Aim: To validate the abundance of Interleukin 8 receptor beta (IL-8Rbeta) mRNA in single human neutrophil.
Methods: Human neutrophils were isolated and purified from volunteers, total RNA was extracted and a regular RT-PCR aiming at IL-8Rbeta mRNA was performed to ascertain its expression profile in human neutrophils and optimize the reaction conditions for the following single-cell RT-PCR procedures. Subsequently, single neutrophil or the cellular content was harvested to conduct reverse transcription and two-round PCR with the same primer pairs used before. Serial dilution of single neutrophil cDNA pool was carried out at the same time with the exact two-round PCR followed. The specificity of this single-cell RT-PCR procedure was verified by the BamHI restriction endonuclease digestion on the final cDNA products.

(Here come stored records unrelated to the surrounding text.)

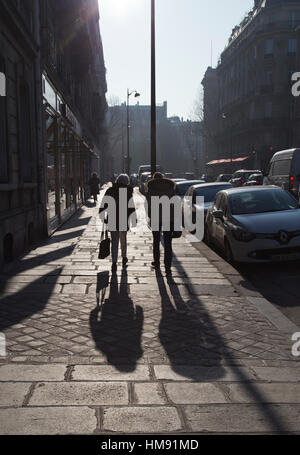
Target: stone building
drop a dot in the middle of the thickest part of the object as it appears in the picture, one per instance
(51, 119)
(178, 144)
(255, 114)
(22, 187)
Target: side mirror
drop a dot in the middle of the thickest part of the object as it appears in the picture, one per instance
(218, 214)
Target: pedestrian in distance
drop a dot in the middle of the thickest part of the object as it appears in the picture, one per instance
(161, 186)
(120, 232)
(94, 183)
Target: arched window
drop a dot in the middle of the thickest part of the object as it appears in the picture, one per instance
(25, 132)
(3, 130)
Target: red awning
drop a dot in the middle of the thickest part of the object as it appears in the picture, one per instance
(243, 158)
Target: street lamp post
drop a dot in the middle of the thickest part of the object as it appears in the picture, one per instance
(136, 95)
(153, 91)
(224, 116)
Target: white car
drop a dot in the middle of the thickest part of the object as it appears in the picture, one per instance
(206, 190)
(255, 224)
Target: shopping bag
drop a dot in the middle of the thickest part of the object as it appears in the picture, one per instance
(104, 248)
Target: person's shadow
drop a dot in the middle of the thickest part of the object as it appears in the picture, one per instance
(186, 337)
(116, 326)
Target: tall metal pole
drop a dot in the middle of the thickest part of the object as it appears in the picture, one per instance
(153, 91)
(128, 127)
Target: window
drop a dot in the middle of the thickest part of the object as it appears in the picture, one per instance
(292, 47)
(269, 47)
(3, 132)
(25, 143)
(223, 204)
(217, 201)
(294, 19)
(269, 78)
(268, 109)
(282, 167)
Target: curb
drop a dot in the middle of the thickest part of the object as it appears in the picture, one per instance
(278, 319)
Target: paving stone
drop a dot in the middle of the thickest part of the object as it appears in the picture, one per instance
(79, 393)
(204, 374)
(277, 374)
(194, 393)
(243, 418)
(48, 421)
(13, 394)
(122, 372)
(265, 393)
(143, 420)
(74, 289)
(149, 393)
(19, 373)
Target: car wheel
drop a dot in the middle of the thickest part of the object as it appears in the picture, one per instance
(228, 253)
(207, 236)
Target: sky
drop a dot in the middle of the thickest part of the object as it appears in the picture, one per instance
(185, 30)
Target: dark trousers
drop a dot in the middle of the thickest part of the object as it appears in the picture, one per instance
(167, 247)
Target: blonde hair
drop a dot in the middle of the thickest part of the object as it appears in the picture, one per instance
(123, 179)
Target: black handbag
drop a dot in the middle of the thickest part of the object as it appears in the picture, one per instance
(104, 248)
(176, 234)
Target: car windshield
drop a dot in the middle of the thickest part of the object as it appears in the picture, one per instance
(247, 202)
(182, 188)
(209, 193)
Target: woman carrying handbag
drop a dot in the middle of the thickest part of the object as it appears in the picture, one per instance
(120, 233)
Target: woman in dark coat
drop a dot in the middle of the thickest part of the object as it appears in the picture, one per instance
(94, 183)
(120, 233)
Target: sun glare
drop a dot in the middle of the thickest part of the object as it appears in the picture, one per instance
(121, 7)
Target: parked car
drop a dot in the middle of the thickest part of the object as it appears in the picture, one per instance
(147, 168)
(182, 187)
(208, 191)
(189, 176)
(241, 176)
(254, 179)
(178, 180)
(143, 179)
(224, 177)
(257, 224)
(284, 171)
(134, 179)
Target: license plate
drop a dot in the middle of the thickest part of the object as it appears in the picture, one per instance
(285, 257)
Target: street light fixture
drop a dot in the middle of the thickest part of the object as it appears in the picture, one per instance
(225, 117)
(153, 91)
(136, 95)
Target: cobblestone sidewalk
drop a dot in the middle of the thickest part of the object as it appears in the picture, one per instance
(89, 351)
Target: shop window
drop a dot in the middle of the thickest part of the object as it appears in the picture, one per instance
(292, 46)
(269, 47)
(268, 109)
(8, 244)
(25, 143)
(3, 129)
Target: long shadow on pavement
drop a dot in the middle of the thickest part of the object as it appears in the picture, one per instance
(116, 326)
(188, 329)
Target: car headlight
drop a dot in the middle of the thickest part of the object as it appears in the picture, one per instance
(241, 234)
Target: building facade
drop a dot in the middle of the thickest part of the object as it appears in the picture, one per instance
(52, 118)
(256, 114)
(178, 143)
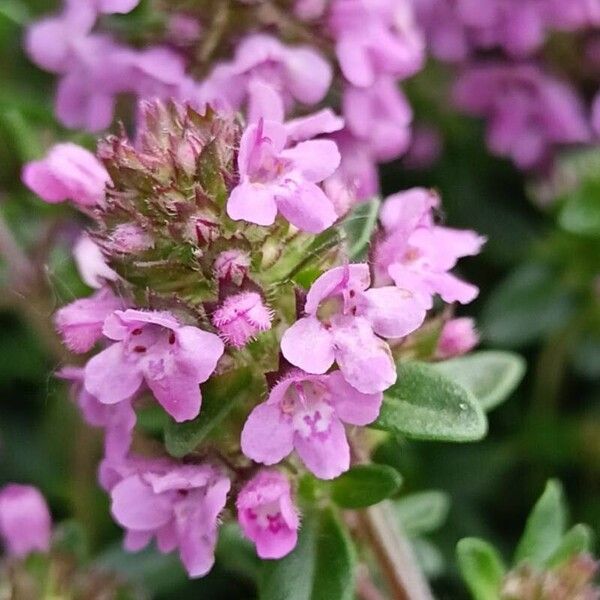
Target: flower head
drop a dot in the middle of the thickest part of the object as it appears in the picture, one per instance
(458, 336)
(241, 317)
(417, 254)
(68, 172)
(306, 413)
(117, 420)
(343, 324)
(80, 323)
(275, 179)
(25, 522)
(267, 514)
(179, 505)
(153, 347)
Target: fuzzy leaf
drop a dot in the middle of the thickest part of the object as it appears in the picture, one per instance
(359, 226)
(219, 396)
(424, 404)
(321, 567)
(422, 512)
(491, 375)
(544, 528)
(481, 568)
(365, 485)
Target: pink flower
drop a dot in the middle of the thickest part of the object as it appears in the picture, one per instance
(69, 172)
(267, 514)
(153, 347)
(241, 317)
(417, 254)
(25, 522)
(91, 263)
(179, 505)
(343, 324)
(294, 73)
(458, 336)
(232, 265)
(380, 117)
(80, 323)
(374, 38)
(306, 413)
(278, 179)
(118, 420)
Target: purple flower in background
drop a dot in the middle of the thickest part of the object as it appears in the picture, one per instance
(379, 116)
(179, 505)
(153, 347)
(68, 172)
(417, 255)
(528, 111)
(80, 323)
(275, 179)
(376, 37)
(343, 324)
(306, 413)
(458, 336)
(241, 318)
(25, 522)
(118, 420)
(297, 73)
(267, 515)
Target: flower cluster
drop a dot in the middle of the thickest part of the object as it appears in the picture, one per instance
(216, 248)
(505, 78)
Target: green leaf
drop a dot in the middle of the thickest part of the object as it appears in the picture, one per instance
(544, 528)
(577, 540)
(530, 303)
(422, 512)
(359, 226)
(429, 557)
(321, 567)
(424, 404)
(219, 397)
(365, 485)
(581, 211)
(491, 375)
(481, 567)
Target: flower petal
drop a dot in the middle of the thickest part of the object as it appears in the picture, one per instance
(364, 359)
(352, 406)
(308, 345)
(254, 203)
(308, 208)
(110, 377)
(326, 454)
(267, 436)
(394, 312)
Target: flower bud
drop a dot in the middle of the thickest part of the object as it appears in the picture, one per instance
(232, 265)
(241, 317)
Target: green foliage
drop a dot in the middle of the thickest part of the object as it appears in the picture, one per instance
(581, 211)
(530, 303)
(365, 485)
(422, 512)
(321, 567)
(425, 404)
(544, 528)
(481, 567)
(219, 397)
(490, 375)
(358, 227)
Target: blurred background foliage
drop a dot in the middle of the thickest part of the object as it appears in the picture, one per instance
(540, 289)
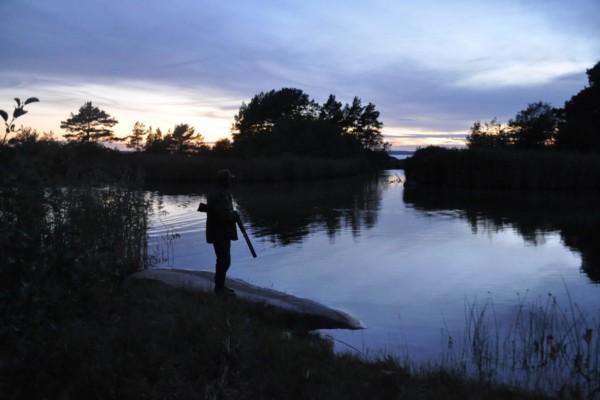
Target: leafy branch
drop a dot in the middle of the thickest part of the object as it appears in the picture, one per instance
(17, 112)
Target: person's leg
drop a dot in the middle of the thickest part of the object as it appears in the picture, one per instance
(222, 251)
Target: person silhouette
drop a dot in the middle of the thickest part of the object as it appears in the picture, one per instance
(221, 228)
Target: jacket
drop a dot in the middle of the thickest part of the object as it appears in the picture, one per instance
(220, 216)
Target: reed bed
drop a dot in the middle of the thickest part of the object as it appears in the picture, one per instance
(504, 169)
(545, 347)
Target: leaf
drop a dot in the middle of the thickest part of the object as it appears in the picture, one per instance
(18, 112)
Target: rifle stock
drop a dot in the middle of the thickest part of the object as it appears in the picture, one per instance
(238, 220)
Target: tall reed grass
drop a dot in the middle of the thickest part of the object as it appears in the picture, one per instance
(504, 169)
(58, 244)
(160, 168)
(546, 346)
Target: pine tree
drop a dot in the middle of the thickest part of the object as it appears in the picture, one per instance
(89, 124)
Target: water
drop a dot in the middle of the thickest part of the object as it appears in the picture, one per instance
(405, 261)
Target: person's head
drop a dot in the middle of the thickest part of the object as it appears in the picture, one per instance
(224, 178)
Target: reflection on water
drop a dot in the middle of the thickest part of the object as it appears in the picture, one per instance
(534, 215)
(288, 213)
(403, 261)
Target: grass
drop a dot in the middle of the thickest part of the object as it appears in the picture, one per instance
(159, 168)
(545, 347)
(149, 341)
(45, 162)
(504, 169)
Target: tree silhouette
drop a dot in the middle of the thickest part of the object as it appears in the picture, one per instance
(580, 127)
(18, 111)
(184, 139)
(222, 146)
(288, 121)
(155, 142)
(331, 111)
(535, 126)
(368, 129)
(351, 115)
(135, 141)
(489, 134)
(89, 124)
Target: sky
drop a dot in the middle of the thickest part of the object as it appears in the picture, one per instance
(431, 67)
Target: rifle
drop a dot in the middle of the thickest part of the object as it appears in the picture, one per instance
(238, 220)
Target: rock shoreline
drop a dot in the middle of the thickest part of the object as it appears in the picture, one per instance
(315, 314)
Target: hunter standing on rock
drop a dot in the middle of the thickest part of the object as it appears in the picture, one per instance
(220, 227)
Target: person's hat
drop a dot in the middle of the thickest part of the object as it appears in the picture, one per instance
(224, 175)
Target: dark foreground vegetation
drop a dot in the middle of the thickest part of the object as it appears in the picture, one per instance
(54, 162)
(484, 168)
(542, 147)
(147, 341)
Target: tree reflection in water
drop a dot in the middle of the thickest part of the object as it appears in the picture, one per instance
(576, 217)
(286, 212)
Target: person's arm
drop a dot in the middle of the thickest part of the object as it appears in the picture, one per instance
(222, 208)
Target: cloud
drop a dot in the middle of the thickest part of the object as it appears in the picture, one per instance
(427, 65)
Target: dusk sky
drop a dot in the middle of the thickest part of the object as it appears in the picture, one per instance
(430, 67)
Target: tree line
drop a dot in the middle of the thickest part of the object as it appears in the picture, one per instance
(574, 127)
(285, 121)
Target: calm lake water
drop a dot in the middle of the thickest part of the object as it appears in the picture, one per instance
(404, 260)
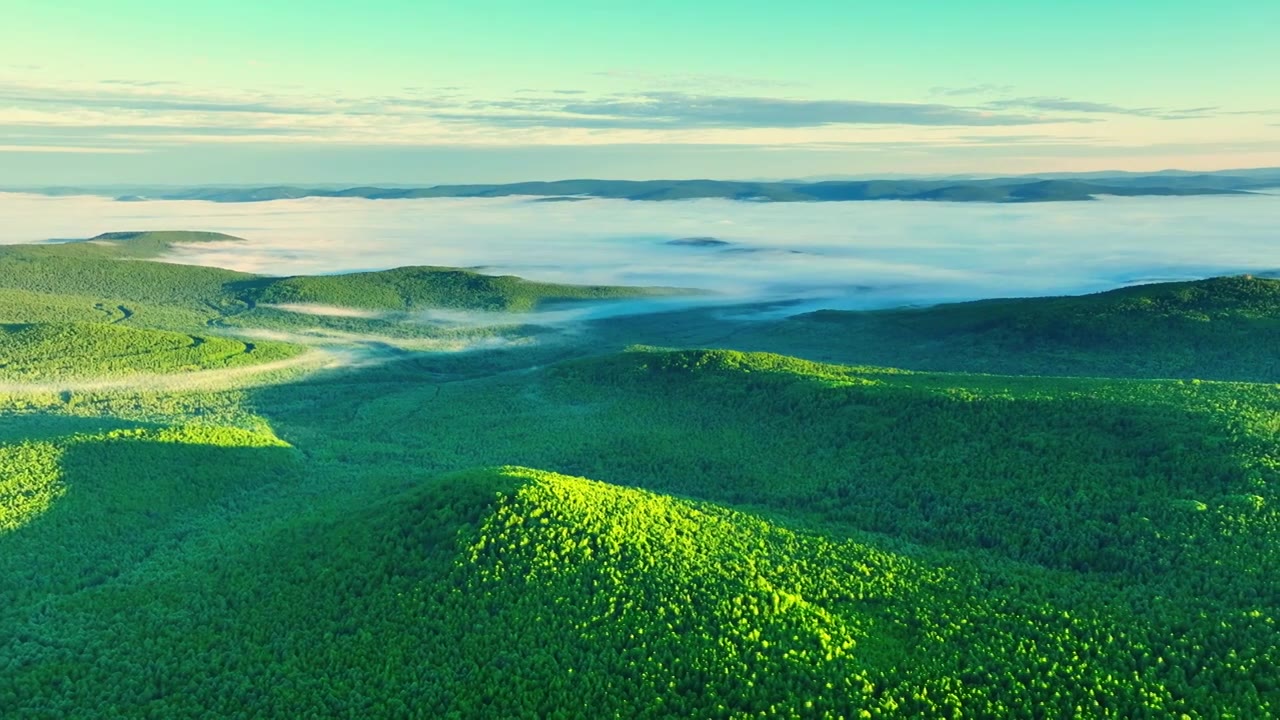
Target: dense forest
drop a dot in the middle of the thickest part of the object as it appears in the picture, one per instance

Results: Regular RT-PCR indicated IL-8Rbeta mRNA expression in human neutrophils. While single-cell RT-PCR was sensitive enough to detect trace IL-8Rbeta mRNA as predicted cDNA product could be amplified from a 10 000 times diluted intracellular specimen from single neutrophil, which indicated an abundant expression of this mRNA in human neutrophil. Moreover, BamHI digestion on the final cDNA product clarified the specificity of this single-cell RT-PCR procedure.
Conclusion: This simplified semi-quantitative single-cell RT-PCR procedure specifically confirmed that IL-8Rbeta mRNA was highly expressed in human neutrophil, which also provided the possibility of comparing mRNA abundance at single cell level.